In each of these, an iterative solution is possible but tends to require manually managing a stack — at which point you're just re-implementing recursion by hand.

Trade-offs

Recursion can be elegant but it isn't free.

• Each call adds a frame to the call stack, so deep recursion uses more memory than a loop and can hit a stack overflow for very large inputs.
• Function call overhead makes recursion slightly slower than the equivalent loop in most languages.
• Iterative code is often easier to step through in a debugger.

For simple linear repetition (like our countdown), a loop is usually the natural choice.

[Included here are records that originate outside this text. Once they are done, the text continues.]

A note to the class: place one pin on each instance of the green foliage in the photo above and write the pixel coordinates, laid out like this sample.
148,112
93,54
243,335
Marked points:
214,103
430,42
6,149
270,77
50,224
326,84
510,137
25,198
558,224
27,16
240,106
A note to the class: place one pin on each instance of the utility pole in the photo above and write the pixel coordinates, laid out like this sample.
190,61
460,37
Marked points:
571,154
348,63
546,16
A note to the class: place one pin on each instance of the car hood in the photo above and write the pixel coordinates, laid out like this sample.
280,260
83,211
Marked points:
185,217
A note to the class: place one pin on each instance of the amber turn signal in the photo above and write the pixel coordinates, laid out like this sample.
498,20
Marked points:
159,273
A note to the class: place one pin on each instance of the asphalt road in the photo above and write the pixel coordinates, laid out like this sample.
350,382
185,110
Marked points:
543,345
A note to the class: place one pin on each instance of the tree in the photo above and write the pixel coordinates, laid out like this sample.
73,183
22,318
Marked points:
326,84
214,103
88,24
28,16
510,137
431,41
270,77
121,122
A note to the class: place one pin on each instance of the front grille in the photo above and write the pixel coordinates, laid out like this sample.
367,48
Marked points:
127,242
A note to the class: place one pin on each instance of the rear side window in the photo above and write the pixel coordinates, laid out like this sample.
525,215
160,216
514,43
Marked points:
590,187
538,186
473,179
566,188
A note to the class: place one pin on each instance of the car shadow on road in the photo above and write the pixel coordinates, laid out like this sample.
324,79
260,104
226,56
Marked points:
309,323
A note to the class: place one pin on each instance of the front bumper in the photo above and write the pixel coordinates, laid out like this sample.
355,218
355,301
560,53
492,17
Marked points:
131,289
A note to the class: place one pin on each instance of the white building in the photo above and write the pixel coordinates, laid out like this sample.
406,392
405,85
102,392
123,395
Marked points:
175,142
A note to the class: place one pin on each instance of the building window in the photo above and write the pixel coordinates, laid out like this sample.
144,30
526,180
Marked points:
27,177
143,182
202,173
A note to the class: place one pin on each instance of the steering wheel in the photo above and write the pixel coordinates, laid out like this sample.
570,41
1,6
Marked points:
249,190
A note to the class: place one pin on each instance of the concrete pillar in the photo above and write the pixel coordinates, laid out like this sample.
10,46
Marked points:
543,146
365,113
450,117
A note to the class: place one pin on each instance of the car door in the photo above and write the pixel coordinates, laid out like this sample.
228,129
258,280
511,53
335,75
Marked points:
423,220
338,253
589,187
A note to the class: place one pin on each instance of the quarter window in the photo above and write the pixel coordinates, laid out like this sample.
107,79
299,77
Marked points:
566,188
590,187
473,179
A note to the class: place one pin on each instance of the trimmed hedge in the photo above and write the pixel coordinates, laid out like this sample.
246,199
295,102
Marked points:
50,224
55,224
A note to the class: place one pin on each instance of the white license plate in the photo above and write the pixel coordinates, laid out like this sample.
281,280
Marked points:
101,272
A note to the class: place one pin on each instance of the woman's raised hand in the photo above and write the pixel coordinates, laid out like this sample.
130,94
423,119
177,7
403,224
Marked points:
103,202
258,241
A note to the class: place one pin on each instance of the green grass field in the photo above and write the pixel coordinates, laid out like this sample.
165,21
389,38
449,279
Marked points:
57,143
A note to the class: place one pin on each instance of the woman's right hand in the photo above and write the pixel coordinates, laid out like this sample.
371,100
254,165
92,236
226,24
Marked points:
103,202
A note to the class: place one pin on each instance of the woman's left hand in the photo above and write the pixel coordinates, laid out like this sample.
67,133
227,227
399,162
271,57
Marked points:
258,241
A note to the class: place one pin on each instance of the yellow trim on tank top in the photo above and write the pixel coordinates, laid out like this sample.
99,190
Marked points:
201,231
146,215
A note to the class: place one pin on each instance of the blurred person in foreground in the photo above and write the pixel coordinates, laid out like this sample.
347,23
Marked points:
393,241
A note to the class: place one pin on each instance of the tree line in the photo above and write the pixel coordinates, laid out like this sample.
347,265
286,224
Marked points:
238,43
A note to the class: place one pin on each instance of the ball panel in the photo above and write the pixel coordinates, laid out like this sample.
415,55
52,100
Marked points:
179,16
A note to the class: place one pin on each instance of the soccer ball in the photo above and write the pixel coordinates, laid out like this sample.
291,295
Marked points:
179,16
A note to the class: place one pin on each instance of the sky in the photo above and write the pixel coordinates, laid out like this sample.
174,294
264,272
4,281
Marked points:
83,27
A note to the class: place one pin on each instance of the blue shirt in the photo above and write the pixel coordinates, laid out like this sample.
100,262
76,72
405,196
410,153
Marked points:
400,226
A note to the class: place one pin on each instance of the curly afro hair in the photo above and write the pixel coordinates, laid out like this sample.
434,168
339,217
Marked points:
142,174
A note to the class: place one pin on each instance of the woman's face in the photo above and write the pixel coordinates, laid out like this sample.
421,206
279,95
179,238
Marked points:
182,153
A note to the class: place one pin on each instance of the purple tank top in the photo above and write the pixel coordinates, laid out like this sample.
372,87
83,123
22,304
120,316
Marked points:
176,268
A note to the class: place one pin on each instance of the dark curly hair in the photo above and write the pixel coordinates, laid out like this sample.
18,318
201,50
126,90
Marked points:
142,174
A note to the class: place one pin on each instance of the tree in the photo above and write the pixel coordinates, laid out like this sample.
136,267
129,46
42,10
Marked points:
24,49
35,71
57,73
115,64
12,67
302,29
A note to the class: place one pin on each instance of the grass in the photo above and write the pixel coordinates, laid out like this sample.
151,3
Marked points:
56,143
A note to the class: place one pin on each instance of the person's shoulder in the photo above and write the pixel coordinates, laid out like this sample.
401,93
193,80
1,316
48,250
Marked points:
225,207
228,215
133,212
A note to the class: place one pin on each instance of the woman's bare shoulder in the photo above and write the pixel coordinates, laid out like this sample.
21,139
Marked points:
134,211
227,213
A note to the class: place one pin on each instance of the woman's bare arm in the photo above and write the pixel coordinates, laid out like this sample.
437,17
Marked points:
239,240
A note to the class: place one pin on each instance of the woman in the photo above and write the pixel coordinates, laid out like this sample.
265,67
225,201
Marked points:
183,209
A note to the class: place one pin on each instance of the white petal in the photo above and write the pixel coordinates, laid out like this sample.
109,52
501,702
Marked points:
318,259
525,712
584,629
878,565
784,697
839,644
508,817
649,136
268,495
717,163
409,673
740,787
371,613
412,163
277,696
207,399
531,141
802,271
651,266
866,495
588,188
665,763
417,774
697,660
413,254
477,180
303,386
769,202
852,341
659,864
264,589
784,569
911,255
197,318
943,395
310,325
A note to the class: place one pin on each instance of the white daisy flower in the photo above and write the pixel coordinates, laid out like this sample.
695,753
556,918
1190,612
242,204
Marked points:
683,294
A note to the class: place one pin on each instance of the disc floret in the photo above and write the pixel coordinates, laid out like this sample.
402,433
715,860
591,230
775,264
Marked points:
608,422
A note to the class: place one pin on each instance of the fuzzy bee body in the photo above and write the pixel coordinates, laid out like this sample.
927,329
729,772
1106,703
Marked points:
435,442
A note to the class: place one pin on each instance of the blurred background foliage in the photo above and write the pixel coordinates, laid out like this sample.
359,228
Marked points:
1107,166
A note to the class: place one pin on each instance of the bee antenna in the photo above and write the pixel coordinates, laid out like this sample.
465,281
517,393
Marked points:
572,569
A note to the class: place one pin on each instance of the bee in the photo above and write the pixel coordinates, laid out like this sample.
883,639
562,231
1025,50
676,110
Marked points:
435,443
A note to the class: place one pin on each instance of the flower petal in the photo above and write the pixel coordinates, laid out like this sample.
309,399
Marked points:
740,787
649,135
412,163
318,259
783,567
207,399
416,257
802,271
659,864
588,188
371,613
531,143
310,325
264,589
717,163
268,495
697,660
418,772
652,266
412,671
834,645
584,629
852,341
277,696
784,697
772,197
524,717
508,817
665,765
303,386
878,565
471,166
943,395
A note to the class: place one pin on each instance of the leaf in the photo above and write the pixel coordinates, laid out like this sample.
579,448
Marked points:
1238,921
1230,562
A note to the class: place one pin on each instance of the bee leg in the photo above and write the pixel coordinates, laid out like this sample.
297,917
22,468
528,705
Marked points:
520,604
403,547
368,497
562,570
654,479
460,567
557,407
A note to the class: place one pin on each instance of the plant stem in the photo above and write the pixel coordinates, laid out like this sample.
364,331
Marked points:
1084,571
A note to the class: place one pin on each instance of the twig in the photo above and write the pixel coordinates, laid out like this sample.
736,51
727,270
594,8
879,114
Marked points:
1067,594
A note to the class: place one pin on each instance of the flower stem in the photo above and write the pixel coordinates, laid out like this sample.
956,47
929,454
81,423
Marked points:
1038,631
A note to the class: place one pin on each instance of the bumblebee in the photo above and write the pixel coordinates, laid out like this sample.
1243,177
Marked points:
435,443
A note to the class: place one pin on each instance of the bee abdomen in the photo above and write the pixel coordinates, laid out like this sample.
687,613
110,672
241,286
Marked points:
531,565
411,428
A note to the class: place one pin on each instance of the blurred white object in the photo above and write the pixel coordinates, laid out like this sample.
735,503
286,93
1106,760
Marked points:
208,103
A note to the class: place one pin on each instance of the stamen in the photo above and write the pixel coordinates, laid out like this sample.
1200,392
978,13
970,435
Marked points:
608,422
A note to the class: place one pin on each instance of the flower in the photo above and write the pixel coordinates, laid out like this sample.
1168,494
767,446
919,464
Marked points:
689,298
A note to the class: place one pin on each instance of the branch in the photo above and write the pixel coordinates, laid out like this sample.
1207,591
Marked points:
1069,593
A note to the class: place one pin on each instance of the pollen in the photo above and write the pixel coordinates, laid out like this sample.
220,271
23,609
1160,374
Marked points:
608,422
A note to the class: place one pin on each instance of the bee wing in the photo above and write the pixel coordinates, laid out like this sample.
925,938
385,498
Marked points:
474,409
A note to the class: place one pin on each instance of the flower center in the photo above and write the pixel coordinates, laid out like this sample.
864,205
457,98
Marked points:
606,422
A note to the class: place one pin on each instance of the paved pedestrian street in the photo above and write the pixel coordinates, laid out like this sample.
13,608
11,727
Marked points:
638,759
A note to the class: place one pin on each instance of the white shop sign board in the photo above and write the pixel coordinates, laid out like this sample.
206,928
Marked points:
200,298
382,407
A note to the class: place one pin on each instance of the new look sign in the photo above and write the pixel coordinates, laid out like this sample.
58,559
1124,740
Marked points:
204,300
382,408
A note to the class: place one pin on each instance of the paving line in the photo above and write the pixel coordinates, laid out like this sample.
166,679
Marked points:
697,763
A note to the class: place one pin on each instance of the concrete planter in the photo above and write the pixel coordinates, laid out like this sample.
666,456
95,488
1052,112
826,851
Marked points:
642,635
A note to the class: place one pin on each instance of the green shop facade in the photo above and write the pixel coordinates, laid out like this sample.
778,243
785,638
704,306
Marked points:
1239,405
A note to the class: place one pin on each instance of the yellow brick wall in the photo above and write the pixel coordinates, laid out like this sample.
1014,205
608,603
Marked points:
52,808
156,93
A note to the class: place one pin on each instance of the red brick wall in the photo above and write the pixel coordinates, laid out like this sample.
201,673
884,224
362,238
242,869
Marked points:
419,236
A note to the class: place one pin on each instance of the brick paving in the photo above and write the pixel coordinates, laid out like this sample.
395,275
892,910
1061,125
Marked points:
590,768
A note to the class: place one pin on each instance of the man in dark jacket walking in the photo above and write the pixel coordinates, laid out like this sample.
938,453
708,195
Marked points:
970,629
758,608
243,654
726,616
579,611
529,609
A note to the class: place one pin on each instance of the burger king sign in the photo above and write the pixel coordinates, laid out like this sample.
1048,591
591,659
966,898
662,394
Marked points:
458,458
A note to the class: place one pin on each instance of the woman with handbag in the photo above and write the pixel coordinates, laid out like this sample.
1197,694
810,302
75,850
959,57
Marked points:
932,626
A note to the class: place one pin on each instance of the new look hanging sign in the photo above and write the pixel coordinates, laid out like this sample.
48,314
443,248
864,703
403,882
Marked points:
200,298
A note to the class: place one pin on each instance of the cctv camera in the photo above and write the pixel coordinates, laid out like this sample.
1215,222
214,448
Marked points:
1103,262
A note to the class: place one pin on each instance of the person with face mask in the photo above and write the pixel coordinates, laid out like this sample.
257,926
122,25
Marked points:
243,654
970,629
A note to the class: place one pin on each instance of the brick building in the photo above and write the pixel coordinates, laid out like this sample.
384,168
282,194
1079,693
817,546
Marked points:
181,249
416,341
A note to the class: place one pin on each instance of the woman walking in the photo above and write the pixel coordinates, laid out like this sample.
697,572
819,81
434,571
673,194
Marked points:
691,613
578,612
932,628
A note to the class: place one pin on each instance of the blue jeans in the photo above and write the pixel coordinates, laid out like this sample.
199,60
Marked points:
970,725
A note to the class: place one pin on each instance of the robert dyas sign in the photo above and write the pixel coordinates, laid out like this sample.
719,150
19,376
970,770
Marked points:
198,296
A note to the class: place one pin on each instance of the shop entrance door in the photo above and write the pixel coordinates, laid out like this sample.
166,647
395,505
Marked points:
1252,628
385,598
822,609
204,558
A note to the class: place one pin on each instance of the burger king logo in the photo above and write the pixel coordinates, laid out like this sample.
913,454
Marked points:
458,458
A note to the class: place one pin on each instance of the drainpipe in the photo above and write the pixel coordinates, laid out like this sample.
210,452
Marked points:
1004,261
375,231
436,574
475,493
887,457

For tree-shaped or self-similar problems, recursion is usually the clearer one.

Key takeaway

A function is recursive when it calls itself, and iterative when it uses a loop. Every recursive function needs a base case (to stop) and a recursive case (to shrink the problem on each call). Use recursion when the problem is naturally self-similar; use iteration when the work is just "do this N times."

---

Exhaustive recursion

So far we've used recursion to reduce a problem step by step (countdown shrinks n toward 0). Exhaustive recursion is a different flavor: instead of reducing toward a single answer, we explore every possible choice at each step and collect all the results.

It's the technique behind:

• Generating all subsets of a set
• Generating all permutations of a list
• Solving combinatorial problems (combinations, partitions)
• Backtracking puzzles (N-queens, sudoku, word search)

The shape is always the same: at each recursive step there are multiple branches, and we recurse into each of them, gathering the results.

Problem: subsets

Write a function subsets that takes in an array as an argument. The function should return a 2D array where each subarray represents one of the possible subsets of the array.

For input [1, 2, 3], the output should contain all 8 subsets:

[], [1], [2], [3], [1, 2], [1, 3], [2, 3], [1, 2, 3]

(2³ = 8 subsets — each element is either in or out, giving 2ⁿ total.)

The key insight

For each element, there are exactly two choices: include it, or exclude it. The set of all subsets of [1, 2, 3] is the union of:

• All subsets of [2, 3] without 1
• All subsets of [2, 3] with 1 prepended

This is the recursive structure. The base case is the empty array, whose only subset is the empty subset [].

Implementation (Python)

def subsets(arr):
    # Base case: the only subset of an empty array is the empty subset
    if not arr:
        return [[]]

    first = arr[0]
    rest = arr[1:]

    # All subsets that DO NOT include `first`
    without_first = subsets(rest)

    # All subsets that DO include `first` — prepend `first` to each
    with_first = [[first] + subset for subset in without_first]

    return without_first + with_first


print(subsets([1, 2, 3]))
# [[], [3], [2], [2, 3], [1], [1, 3], [1, 2], [1, 2, 3]]

Why it's "exhaustive"

At every recursive call we make both choices — "exclude this element" and "include this element" — and combine the results. Nothing is pruned. We explore the entire decision tree, which is why the output grows as 2ⁿ.

The decision tree for [1, 2, 3]

                       subsets([1, 2, 3])
                      /                   \
        exclude 1                          include 1
        subsets([2, 3])              [1] + each of subsets([2, 3])
       /            \
exclude 2        include 2
subsets([3])     [2] + subsets([3])
   ...                 ...

Each leaf of this tree corresponds to one subset in the final answer.

Pattern: how to write exhaustive recursion

The recipe is consistent across these problems:

1. Identify the choice being made at each step (include/exclude, pick which next item, place/skip).
2. Define a base case for when there are no more choices to make.
3. Recurse into every option and combine the results.

Subsets makes a binary choice (in or out). Permutations make an N-way choice (which element goes next). Backtracking adds a fourth step — prune branches that can't lead to a valid answer — but the core shape is the same.

Key takeaway

Exhaustive recursion explores every possible combination of choices by branching at each step. The output is the union of results from every branch, not a reduction to a single value. The technique is the foundation for generating subsets, permutations, and any other "enumerate all possibilities" problem.